80% Volunteer Labor + 90% Behavior Change = 6,522 Children’s Lives Saved

By October 22, 2010 4 Comments

I wanted to share some of the findings with you from our latest evaluation of a Care Group project, Food for the Hungry’s USAID-funded child survival project in Mozambique.   If we could prevent all child deaths today in the whole world for a full 7 hours, we would save 6,472 lives.  That’s the equivalent of what this Care Group project in Mozambique achieved using 80% volunteer labor.  And we estimate that about 90% of FH’s input into the system through this project was through behavior change — promoting changes at the household and community levels, but also using community mobilization to increase  health system utilization.   Now we need to scale up this remarkable approach so that more countries can meet Millennium Development Goal #4.

The project was evaluated by Dr. Henry Perry of Johns Hopkins University.  (I highly recommend Henry if you are looking for an experienced child survival consultant.)  We will eventually post the final evaluation document to this website, but in the meantime, here are some of the highlights from that evaluation:

  • The project saved an estimated 6,522 lives of preschool children.  We estimated lives saved using the LIST.  It was heartening to see how many parents were saved from this grief.  To see the coverage changes that brought about these lives saved, click here.
  • We measured time input by everyone involved in the project and found that 80% of the work was done by community volunteers, and 97% of the work was done by community-level staff and volunteers.  Communities are helping themselves out of their poverty using Care Groups.
  • Largely due to the fact that people were mobilized to help their neighbors voluntarily, the cost per life saved was only $464 – less than a third of the average cost per life saved in CSHGP child survival projects (and that average is very cost effective).  The total cost per beneficiary per year was only $2.75.
  • We are growing more and more interested in measuring the effects of the Care Group model on gender-based violence.  In this project, respect between husbands and wives, and for woman as leaders, increased: 61% of Leader Mothers (Care Group Volunteers) who served as the main volunteers in the project said that their husbands respected them more now (at final evaluation).  64% said their community leaders respected them more, 25% said health staff at the clinics respected them more, and 100% said other women and mothers respected them more now.  This may be a part of the reason that spousal abuse appears to be much lower now among these Leader Mothers (3%) as compared with other women in their communities (34%).  And spousal abuse of all mothers of young children appears to have decreased during the project (from 69% in 2004 [when it was measured as part of a LDM study] to 34% in 2010) … but more needs to be done. Leader Mothers also said that they respected their husbands more now, so mutual respect is growing.  (In Mozambique as a whole, about 55% of women said that they thought it was okay for a man to hit a woman.)
  • Malnutrition (underweight) decreased by 34% in communities where FH worked for only 15 months.  In the other project area, malnutrition dropped 22%.  The final KPC showed statistically-significant, positive changes in consumption of many different food groups.
  • Insecticide treated net use increased from 35% to 80% in the first project area, and from 16% to 89% (in only 15 months) the other project area.  While these have been available to mothers who show up for prenatal care, community mobilization is what got the mothers to the health facility.

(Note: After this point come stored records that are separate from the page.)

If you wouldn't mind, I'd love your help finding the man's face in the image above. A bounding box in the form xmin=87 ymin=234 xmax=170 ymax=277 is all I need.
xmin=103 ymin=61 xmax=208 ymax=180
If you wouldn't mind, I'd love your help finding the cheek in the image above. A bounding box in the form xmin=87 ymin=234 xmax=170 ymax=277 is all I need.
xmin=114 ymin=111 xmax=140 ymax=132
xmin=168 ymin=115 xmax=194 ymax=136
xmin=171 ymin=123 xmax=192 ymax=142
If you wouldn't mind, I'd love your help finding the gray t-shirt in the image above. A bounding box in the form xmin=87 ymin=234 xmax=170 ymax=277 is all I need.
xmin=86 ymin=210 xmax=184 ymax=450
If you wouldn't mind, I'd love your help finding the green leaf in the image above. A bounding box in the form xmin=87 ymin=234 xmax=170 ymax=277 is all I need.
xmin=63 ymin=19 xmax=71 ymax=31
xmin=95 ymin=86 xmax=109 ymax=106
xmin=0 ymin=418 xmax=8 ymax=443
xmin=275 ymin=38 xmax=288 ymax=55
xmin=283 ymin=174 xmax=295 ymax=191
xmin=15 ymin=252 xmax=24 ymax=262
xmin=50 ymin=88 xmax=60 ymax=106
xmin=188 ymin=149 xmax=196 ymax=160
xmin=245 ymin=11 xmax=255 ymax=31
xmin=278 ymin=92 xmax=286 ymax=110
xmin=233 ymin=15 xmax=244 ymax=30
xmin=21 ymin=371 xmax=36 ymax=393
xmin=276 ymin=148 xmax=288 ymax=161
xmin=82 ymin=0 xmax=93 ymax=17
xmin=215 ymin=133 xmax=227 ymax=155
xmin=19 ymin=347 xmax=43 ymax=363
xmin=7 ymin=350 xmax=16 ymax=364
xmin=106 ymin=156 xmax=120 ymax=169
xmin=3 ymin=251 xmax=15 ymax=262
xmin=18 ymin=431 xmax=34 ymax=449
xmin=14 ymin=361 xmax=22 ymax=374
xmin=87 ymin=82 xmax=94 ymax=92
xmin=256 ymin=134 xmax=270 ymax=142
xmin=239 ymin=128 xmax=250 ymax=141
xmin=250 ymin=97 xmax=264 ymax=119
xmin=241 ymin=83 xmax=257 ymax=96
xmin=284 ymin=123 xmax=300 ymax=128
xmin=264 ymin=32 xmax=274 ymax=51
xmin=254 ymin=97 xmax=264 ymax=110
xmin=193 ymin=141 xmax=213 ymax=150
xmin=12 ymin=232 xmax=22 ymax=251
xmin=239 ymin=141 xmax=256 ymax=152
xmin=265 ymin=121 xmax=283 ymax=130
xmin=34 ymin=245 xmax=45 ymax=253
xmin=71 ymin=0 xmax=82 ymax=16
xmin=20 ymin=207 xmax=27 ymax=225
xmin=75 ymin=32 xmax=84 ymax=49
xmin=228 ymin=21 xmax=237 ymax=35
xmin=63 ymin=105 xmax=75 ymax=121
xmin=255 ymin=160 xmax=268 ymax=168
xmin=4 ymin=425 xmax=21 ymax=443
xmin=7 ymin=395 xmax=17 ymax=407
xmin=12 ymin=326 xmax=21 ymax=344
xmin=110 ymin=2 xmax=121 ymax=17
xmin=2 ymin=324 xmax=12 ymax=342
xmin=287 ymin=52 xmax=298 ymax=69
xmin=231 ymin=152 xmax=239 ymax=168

On Monday of this week, I had a good talk with Dan Heath, the author of Switch, the #1 organizational and behavioral change book on Amazon.com right now. (I highly recommend it!)  He saw the narrated presentation on Care Groups on this site and said that he was “blown away” by the results.  We are too, and hope that you will tell your colleagues about the approach.   As Dan said, “You know you have a winning horse … and you need to let that horse run.”

Tom Davis, MPH

Senior Director of Program Quality Improvement

Food for the Hungry


Author fhadmin

More posts by fhadmin

Join the discussion 4 Comments

  • Raj Kumar Mahato says:

    This is really a innovative approach and efforts for behaviour change. Thank you so much for sharing it.

    Raj Kumar Mahato
    Project Manager
    Maternal and Neonatal Health Proeject
    CARE international in Nepal

  • Jim Ricca says:

    These results really are fantastic. What is amazing to me is the seemingly infinite flexibility of Care Groups. They’ve been implemented by various organizations both faith-based and non-, in Africa, Asia, and Latin America and utilized to implement a variety of life-saving interventions. And every time they have been shwn to be highly effective, cost-effective, and sustainable. Thanks, Tom, for this great post and congratulations on a very good project.

  • Eric Swedberg says:

    Hi Tom,

    These are fantastic results. Congratulations to you and FHI in Mozambique on the good work. Interesting to see the indicators on interest and adoption of the care group model by the MOH.


  • Phil Moses says:

    These are very impressive and hopeful results. We need to strategically share the evidence from studies like this in order to convince policy makers to give due consideration to community-based behavior change approaches like care groups.